US says Iran negotiations are 'positive'
State Department spokesperson Ned Price told reporters Tuesday that indirect talks through intermediaries in Vienna are ongoing but a full return to the Obama-era Joint Comprehensive Plan of Action (JCPOA) remains a long way off.
“I would just say generally that the talks have continued in Vienna, as we know. The United States and Iran, we have, together, a stated, common objective of returning to mutual compliance with the JCPOA. We have been engaged constructively in a diplomatic process to achieve that goal. I think it continues to be fair to say that the talks have been business-like, they have been positive,” Price said.
“Yes, there has been some progress, but there remains a long road ahead.
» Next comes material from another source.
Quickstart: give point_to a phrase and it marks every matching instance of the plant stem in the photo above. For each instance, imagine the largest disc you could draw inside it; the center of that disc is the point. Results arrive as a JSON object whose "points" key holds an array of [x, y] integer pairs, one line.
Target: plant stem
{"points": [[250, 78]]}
I think it’s fair to say that we have more road ahead of us than we do in the rearview mirror.”
Still, Price’s comments indicate that talks remain ongoing after concerns that they could be derailed by a sabotage attack on Iran’s nuclear facility at Natanz.
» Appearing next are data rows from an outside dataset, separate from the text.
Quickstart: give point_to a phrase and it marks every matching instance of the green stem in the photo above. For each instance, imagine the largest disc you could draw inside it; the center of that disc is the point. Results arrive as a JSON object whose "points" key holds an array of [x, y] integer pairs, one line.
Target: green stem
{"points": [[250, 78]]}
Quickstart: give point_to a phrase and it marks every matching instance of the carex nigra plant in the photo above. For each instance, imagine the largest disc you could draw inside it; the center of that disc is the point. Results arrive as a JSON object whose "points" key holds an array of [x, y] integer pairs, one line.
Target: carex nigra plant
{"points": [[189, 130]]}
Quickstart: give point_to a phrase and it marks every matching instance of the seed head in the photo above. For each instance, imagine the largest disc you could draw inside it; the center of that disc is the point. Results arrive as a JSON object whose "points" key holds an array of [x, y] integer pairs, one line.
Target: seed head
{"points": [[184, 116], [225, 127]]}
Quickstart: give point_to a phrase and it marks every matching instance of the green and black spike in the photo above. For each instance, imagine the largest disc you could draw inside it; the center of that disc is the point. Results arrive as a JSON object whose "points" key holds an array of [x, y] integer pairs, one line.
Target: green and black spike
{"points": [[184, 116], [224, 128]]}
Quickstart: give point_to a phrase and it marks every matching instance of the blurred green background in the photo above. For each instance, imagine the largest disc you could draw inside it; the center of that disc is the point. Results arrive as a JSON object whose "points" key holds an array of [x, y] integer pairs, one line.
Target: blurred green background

Iran blamed Israel for the attack, which damaged the site’s centrifuges and set production back months, and followed up by ramping up its uranium enrichment beyond 60 percent, closer to the 90 percent needed for a nuclear weapon.
Price recognized that no breakthrough has been made on a path to compliance for either side. Then-President Trump withdrew the U.S. from the nuclear deal in 2018, and Washington and Tehran remain at loggerheads over how to return to the pact.
Washington maintains that Iran must return its uranium enrichment to the limits the deal set out, but Tehran maintains that sanctions that it was slapped with after then-President Trump pulled the U.S. out of the deal must first be lifted for any changes to its nuclear program to be made.
“We have shared ideas among the delegations present. It’s fair to say that there have been no breakthroughs, but we have always said that this process, even if it were going quite well, would not be easy or quick. And of course that remains true,” said Price.
“Iran must come back into compliance. The name of the game…was compliance for compliance. That remains where we are today. What we have always said, though, is that we’re not going to offer unilateral gestures or unilateral concessions. Our goal is to have Iran back into compliance.”